I took and introduced [Kim+ ICML12] “Dirichlet Process with Mixed Random Measures : A Nonparametric Topic Model for Labeled Data.”
This is the presentation for it.
DP-MRM [Kim+ ICML12] is a supervised topic model like sLDA [Blei+ 2007], DiscLDA [Lacoste-Julien+ 2008] and MedLDA [Zhu+ 2009], and is regarded as a nonparametric version of Labeled LDA [Ramage+ 2009] in particular.
Although Labeled LDA is easy to implement (my implementation is here), it has a disadvantage that you must specify label-topic correspondings explicitly and manually.

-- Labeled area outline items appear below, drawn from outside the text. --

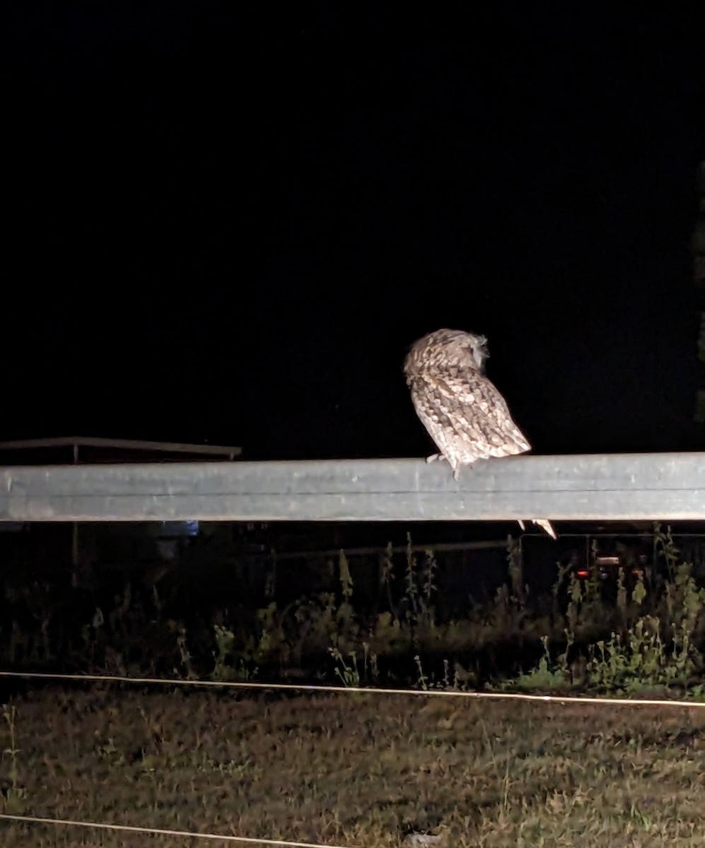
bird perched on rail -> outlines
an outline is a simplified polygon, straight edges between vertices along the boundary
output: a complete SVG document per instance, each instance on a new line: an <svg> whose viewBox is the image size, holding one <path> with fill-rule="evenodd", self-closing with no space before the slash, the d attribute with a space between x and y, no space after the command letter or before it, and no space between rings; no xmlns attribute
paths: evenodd
<svg viewBox="0 0 705 848"><path fill-rule="evenodd" d="M457 480L462 466L531 449L506 401L484 374L487 339L462 330L436 330L415 342L404 375L421 422ZM556 538L551 522L532 519ZM519 522L523 529L523 524Z"/></svg>

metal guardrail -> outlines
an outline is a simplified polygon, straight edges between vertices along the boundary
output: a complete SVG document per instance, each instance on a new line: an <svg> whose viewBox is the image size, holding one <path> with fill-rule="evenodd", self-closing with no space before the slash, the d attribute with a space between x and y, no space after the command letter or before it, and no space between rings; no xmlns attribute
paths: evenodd
<svg viewBox="0 0 705 848"><path fill-rule="evenodd" d="M705 519L705 453L0 468L0 521Z"/></svg>

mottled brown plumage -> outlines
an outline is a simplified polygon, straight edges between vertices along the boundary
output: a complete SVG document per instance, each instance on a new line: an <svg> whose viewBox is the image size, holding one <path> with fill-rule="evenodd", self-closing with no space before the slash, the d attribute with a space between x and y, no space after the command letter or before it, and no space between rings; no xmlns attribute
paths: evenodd
<svg viewBox="0 0 705 848"><path fill-rule="evenodd" d="M404 375L417 415L457 479L462 466L531 449L506 401L484 375L487 339L462 330L436 330L411 345ZM538 520L555 536L548 522Z"/></svg>

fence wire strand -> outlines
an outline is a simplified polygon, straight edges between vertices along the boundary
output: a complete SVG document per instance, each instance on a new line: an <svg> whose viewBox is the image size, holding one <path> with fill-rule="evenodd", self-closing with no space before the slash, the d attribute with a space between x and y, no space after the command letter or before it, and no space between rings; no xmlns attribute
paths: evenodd
<svg viewBox="0 0 705 848"><path fill-rule="evenodd" d="M257 839L254 836L230 836L225 834L199 834L194 830L171 830L167 828L138 828L131 824L109 824L106 822L82 822L73 818L44 818L41 816L15 816L0 812L0 820L23 822L31 824L65 824L76 828L94 828L98 830L119 830L130 834L150 834L153 836L183 836L189 839L220 840L221 842L240 842L244 845L276 845L277 848L350 848L322 842L290 842L288 840Z"/></svg>
<svg viewBox="0 0 705 848"><path fill-rule="evenodd" d="M385 689L366 686L328 686L324 683L267 683L240 680L182 680L178 678L131 678L118 674L59 674L47 672L3 672L0 678L31 680L70 680L74 683L133 683L137 685L215 687L218 689L269 689L288 692L333 692L355 695L418 695L421 697L472 698L476 700L528 700L544 704L592 704L610 706L673 706L705 709L705 700L679 700L669 698L610 698L592 695L531 695L528 692L485 692L464 689Z"/></svg>

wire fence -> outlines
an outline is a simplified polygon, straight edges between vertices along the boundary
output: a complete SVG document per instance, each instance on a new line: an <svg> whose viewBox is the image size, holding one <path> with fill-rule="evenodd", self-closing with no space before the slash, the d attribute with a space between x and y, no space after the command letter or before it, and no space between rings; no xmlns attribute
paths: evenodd
<svg viewBox="0 0 705 848"><path fill-rule="evenodd" d="M342 685L306 684L306 683L255 683L251 681L213 681L188 680L177 678L150 678L150 677L123 677L120 675L102 674L61 674L47 672L23 672L0 671L0 678L23 678L44 682L72 682L109 684L129 684L140 686L182 687L182 688L215 688L219 689L232 689L239 690L269 690L301 693L322 693L339 695L365 695L368 696L399 695L416 698L453 698L467 699L477 701L528 701L542 704L553 704L561 707L571 707L574 705L585 706L601 706L613 708L615 706L674 708L687 710L705 709L705 701L695 700L675 700L667 698L624 698L624 697L593 697L566 695L534 695L518 692L495 691L466 691L462 689L394 689L394 688L368 688ZM215 834L186 829L173 829L157 827L139 827L130 824L114 823L107 822L93 822L75 818L59 818L32 815L20 815L3 812L0 820L5 822L21 823L25 824L53 825L56 827L73 827L92 828L94 830L122 832L126 834L143 834L150 836L171 836L204 841L220 841L252 845L272 845L281 848L350 848L349 845L333 845L322 842L302 842L291 840L269 839L266 837L249 837L236 834Z"/></svg>

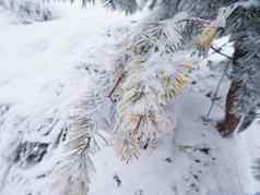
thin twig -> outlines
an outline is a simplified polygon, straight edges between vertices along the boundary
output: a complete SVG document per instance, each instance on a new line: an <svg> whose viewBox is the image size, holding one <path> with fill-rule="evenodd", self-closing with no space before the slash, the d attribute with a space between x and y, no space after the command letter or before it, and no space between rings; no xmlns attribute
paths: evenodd
<svg viewBox="0 0 260 195"><path fill-rule="evenodd" d="M110 98L110 100L114 102L111 96L115 93L115 90L117 89L118 85L121 83L122 78L123 78L125 74L122 74L118 80L117 83L115 84L115 86L113 87L111 92L109 93L108 97Z"/></svg>

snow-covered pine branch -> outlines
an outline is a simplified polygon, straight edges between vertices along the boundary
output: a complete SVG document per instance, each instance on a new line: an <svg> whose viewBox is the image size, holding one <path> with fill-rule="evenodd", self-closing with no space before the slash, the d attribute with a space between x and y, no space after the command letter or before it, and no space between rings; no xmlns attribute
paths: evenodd
<svg viewBox="0 0 260 195"><path fill-rule="evenodd" d="M44 0L0 0L0 7L13 12L25 24L55 19Z"/></svg>

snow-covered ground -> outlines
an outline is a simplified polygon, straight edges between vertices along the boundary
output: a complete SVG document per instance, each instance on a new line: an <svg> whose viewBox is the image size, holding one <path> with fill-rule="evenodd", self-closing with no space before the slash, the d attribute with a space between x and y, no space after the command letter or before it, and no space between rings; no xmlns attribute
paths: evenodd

On the other hand, DP-MRM can automatically decide label-topic correspondings as distributions. I am very interested in it.
But it is hard to implement because it is a nonparametric bayesian modal.
Hence I don’t want infinite topics but hierarchical label-topic correspondings, I guess that it will become very useful and handy and fast to replace DPs into normal Dirichlet distributions in this model… I am going to try it!
Hello,
Thanks a lot for all your open-source help. I have been trying to use your LLDA.py. I was hoping if I could somehow find out how the dataset looks like and how do we provide the preset labels.
Thanks
My llda.py requires a file which contains a document each line.
Labels of a document is given the head of a line in the form of [labels] if necessary.
A example is like the following.
[label1,label2,...]some text
I’m afraid it is troublesome to prepare dataset with this format,
so I just added a sample script to to use nltk corpus for dataset of llda.
https://github.com/shuyo/iir/blob/master/lda/llda_nltk.py
This script estimates Labeled LDA with 100 sample documents from nltk.corpus.reuters and outputs top 20 words for each label.
Thanks a lot!
Hello again,
How can I effectively estimate alpha and beta ? The literature on the topic is not very helpful..
I don’t know it much because I have no motivation to estimate hyper parameters…
I feel that it is effective in perplexity improvement, but not in quality improvement, e.g. topic-word distribution.
If you want the latter, I guess it is much more effective to try various pre-processings.